Tumor mineralization means deposition of additional mineral in and around focal lesions of bone.
Tumor mineralization is seen as
- Mineralization of tumor matrix
- Reactive bone proliferation
- Mineral deposition in areas of degeneration or necrosis
The characteristic mineralization patterns have diagnostic significance.
Depending on the mineralization pattern, bone tumors and tumor-like conditions can be divided into categories of matrix-producing lesions, non—matrix producing lesions, or as a combination.
Mineralization of Tumor Matrix
Matrix refer to the acellular/interacellular substance produced by mesenchymal cells and includes
- Osteoid produced by osteoblsts
- Chondroid produced by chondroblast
- Myxoid and collagen fibres produced by fibroblasts.
Minerlization of osteoid elaborated by neoplastic osteoblasts is the final in the creation of tumor bone.
Osteoid tissue mineralizes in a confluent manner that results in a radiographic density ranging from a hazy ground-glass appearance to a dense ivory-like patterns.
Rapidly growing tumors such as osteosarcoma usually produce immature bone which is seen as ill defined poorly structured clouds of density.
On the other hand, slowly growing, osteoid-produing tumour such as parosteal osteosarcomas produce solid mature tumour bone which is seen as well-defined heavily mineralized masses radiographically.
The mineralization of neoplastic bone is initially observed in the centre of the lesion where cellular maturity is the greatest.
Tumor bone is occasionally produced by fibroblastic cell that have converted to functional osteoblasts through the mechanism such as fibrous dysplasia. The patterns of bone formed is woven or fibrous in appearance.

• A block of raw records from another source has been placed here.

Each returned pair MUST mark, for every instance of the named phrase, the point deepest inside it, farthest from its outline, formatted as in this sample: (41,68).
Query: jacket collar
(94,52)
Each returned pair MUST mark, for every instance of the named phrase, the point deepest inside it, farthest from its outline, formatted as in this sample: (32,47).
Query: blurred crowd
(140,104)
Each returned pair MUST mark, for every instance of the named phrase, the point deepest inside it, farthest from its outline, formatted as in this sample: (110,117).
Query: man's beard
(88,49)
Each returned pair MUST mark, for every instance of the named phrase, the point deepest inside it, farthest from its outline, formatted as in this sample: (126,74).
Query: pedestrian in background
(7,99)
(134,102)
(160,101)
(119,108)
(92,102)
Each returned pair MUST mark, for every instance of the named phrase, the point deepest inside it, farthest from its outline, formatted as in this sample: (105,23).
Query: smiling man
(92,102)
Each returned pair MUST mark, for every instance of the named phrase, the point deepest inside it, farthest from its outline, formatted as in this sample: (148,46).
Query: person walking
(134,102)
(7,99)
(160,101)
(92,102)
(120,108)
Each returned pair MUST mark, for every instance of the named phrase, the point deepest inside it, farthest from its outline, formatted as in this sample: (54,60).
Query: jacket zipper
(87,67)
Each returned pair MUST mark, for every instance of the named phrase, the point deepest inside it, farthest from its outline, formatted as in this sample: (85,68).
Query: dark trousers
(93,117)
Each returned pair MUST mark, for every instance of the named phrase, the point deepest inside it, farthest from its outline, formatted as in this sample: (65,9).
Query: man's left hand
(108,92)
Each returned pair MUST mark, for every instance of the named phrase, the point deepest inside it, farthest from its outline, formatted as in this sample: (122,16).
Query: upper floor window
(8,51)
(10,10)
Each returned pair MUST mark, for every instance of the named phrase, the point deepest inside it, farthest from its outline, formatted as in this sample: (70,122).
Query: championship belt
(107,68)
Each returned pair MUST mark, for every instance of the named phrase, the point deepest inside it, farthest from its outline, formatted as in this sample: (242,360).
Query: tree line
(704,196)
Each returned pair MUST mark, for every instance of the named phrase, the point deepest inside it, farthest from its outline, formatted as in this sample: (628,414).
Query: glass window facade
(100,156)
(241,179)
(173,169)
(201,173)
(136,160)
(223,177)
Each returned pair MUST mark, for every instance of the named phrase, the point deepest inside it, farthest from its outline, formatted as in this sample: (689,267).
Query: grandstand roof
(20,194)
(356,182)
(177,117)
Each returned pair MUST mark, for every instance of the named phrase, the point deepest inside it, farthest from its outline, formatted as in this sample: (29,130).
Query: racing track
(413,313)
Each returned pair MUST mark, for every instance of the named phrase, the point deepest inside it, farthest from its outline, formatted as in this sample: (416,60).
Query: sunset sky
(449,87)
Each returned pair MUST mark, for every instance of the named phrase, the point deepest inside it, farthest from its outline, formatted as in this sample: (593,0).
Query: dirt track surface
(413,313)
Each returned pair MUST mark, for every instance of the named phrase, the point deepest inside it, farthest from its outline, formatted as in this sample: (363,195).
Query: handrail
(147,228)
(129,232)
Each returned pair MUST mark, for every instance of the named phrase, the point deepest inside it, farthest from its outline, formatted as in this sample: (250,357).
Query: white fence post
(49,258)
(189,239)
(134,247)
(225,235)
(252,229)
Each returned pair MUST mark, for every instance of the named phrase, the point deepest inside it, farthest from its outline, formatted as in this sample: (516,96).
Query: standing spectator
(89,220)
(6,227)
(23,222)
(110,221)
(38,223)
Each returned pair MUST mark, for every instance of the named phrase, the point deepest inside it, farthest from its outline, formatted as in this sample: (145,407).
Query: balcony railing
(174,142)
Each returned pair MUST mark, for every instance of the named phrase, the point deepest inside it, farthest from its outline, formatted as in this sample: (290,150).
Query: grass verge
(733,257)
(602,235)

Woven bone of this type is usually less densely mineralized than tumour bone formed directly from neoplastic osteoblasts. The result is a hazy ground glass appearance.
In neoplastic cartilage, calcification in the form of stipples, floccules, arcs, and ring—like shapes conforms to the lobulated configuration of the cartilaginous matrix. Since this calcification usually occurs in the most mature cartilage, it is characteristically found in the centre of a lesion.
A mixture of stipples and floccules is seen with in both benign and malignant cartilaginous tumors.
Reactive bone mineralization
Reactive bone is formed either through modulation of normal marrow or soft tissue elements to osteoblatic activity or from periosteal reaction at tumor margins.
Slowly progressive neoplasms including certain malignant lesions such as primary lymphoma of bone and Ewing’s tumour can stimulate reactive.
This results bone activity. The results in a coarsened and mottled trabecular pattern of combined radiolucency and increased radiodensity.
Endosteal and trabecular and increased sclerosis can also be stimulated by inflammatory disorder such as chronic low—grade osteits and osteomyelitis.
Dystrophic mineralization patterns
Dystrophic calcification results from the deposition of mineral salts in degenerating or necrotic tissue, primarily necrotic fat and densely hyalinized connective tissue.
The mineralization on bone infraction occurs in the periphery of a lesion.
This process can result in stipples flocculent solid patchy and linear density patterns in bone. This type of mineralization can be seen in such lesions as ossifying lipomas, bone infarct and in areas of bone radiation necrosis.
Uncommonly, necrotic portions of non-matrix-producing tumours, e.g. Ewing tumor and primary lymphoma of bone will mineralize which can be misleading.